EDİP TÜFEKÇİ: Herhangi bir sosyal güvenliğim yok. Sağlık konusunda şu ana kadar tesadüfen bir sıkıntı yaşamadığım için bir zorluk yaşamadım. Ancak pandeminin halen devam ettiğini düşünürsek hastalanma riski devam etmekte olduğu için hem hastalığın kendisi hem de hasta olduğum durumda başıma nelerin gelebileceği konusunda endişeler taşımaktayım. Yapılabilecek bir şeyler varsa onların neler olduğunu da bilmiyorum, sürecin kendisi belirleyici olacak sanırım.

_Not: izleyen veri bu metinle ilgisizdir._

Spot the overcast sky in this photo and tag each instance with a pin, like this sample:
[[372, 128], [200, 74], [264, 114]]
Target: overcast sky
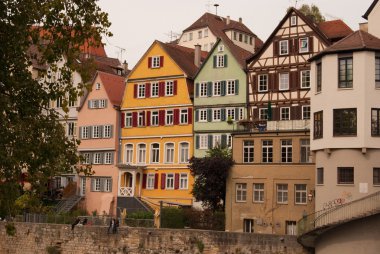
[[137, 23]]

EVREN ERSAN: 1976 Nevşehir doğumluyum. Yaklaşık 25 yıldır tiyatro yapıyorum.

TÜYAD: Salgın dönemi boyunca bir tiyatro emekçisi olarak, işinizi yapmak, üretmek, yaratıcılık gibi başlıklarda sorun yaşadınız mı? Pandemi üretimlerinizi etkiledi mi? Psikolojik etkileri oldu mu?

EVREN ERSAN: Pandemi sürecinde çok az şey üretebildim. Bunun başlıca sebebi pandeminin ne zaman biteceğini bilemediğim için önümü görememekti. İçine girdiğimiz çıkmazdan ötürü genel bir isteksizlik başladı. Sonuçta tiyatro seyirciyle yapılan bir sanat. Resim müzik vs gibi kendi kabuğuma çekilip yapabileceğim bir iş değil.

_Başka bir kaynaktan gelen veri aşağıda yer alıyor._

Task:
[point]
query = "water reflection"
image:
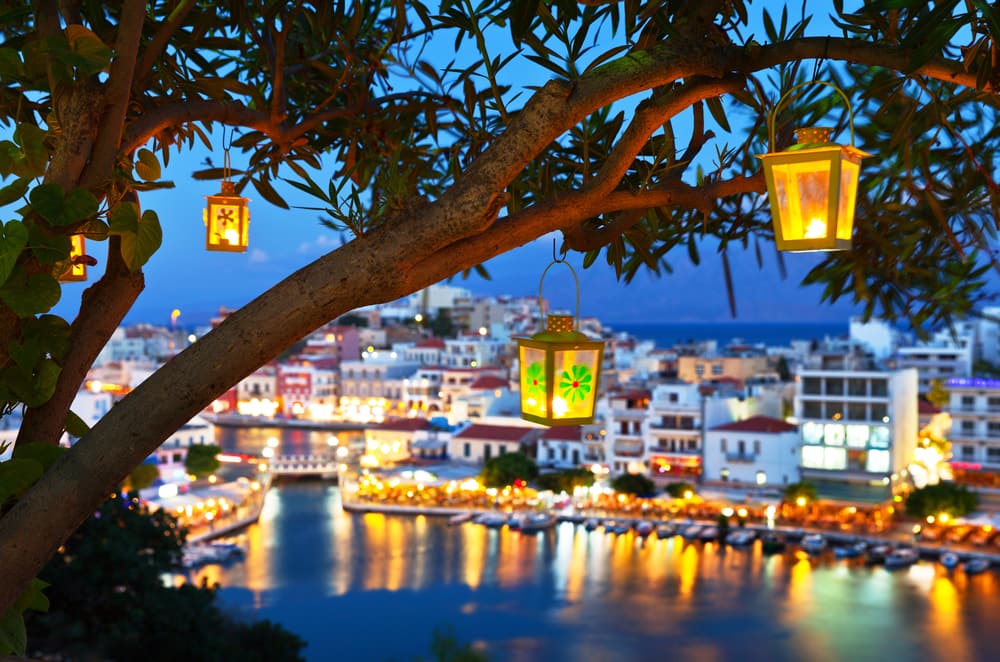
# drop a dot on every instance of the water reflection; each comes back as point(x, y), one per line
point(569, 594)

TÜYAD : Pandemi dönemi amiyane tabirle tiyatro emekçilerinin üzerinden silindir gibi geçti diyebiliriz. Bu sürecin tiyatro alanına ve emekçilerine ekonomik, sosyal, psikolojik etkileri oldu. Tüm bunları düşündüğünüzde geleceğe nasıl bakıyorsunuz? Siz bu süreçler karşısında işinizi sürdürmeyi düşünüyor musunuz?

TUĞBA BİRİNCİOĞLU: Bildiğimiz tanımların, alıştığımız biçimlerin deri değiştirdiğini gözlemliyorum. Gelecek için umutsuz sayılmam ancak mesleki haklar konusunda net cevaplar almadan ve pandemi boyunca ezberlediğimiz mesafe travmasını aşmadan yeniden sahnede olabileceğimi sanmıyorum.

CAN KARAYÜNLÜ: Amiyane tabirle üzerimize bir fil oturdu. Bir mesleğe sahip olup bir işe sahip olamamak, çalışma hayatında aktif rol alamamak psikolojik olarak yıpratıyor. Kendinizi değersiz ve işe yaramaz hissediyorsunuz. Ekonomik olarak nelere yol açtığını anlatmaya gerek yok sanırım. Nitekim kuru ekmek yiyoruz ve bu vesileyle boğazımızdan bir şey geçiyor! Pandemi sonrasında yeniden mesleğime dönebilmeye karşı oldukça ümitsizim. İşime devam etmeyi düşünmüyorum. Bu sebeple de yeniden eğitim hayatına atıldım

SERKAN ÇETİNKAYA: Sanatın gücüne inandığım için bu sürecide atlatacağımıza inanıyorum fakat gelecekte tiyatro alanında olacaklardan endişeliyim çevrimiçi tiyatro izleme alışkanlığı oluşabilme ihtimali yüksek, seyircilerimizi kaybediyoruz toplumsal olarak kapalı alana girme korkusu yeterince fazla yanlış politikalar bu duruma tuz biber oluyor ben bir oyuncu olarak bundan rahatsızım. Bu durum yeterince baskı oluşturuyor bizim üzerimizde sahne alanımdan uzaklaşmak oyuncuyu hantallaştırıyor ve bu durum oyuncuda psikolojik yüklere yer veriyor. Ama her zaman umudum var. Üstesinden geleceğimizi düşünüyorum. Gelecek bizim.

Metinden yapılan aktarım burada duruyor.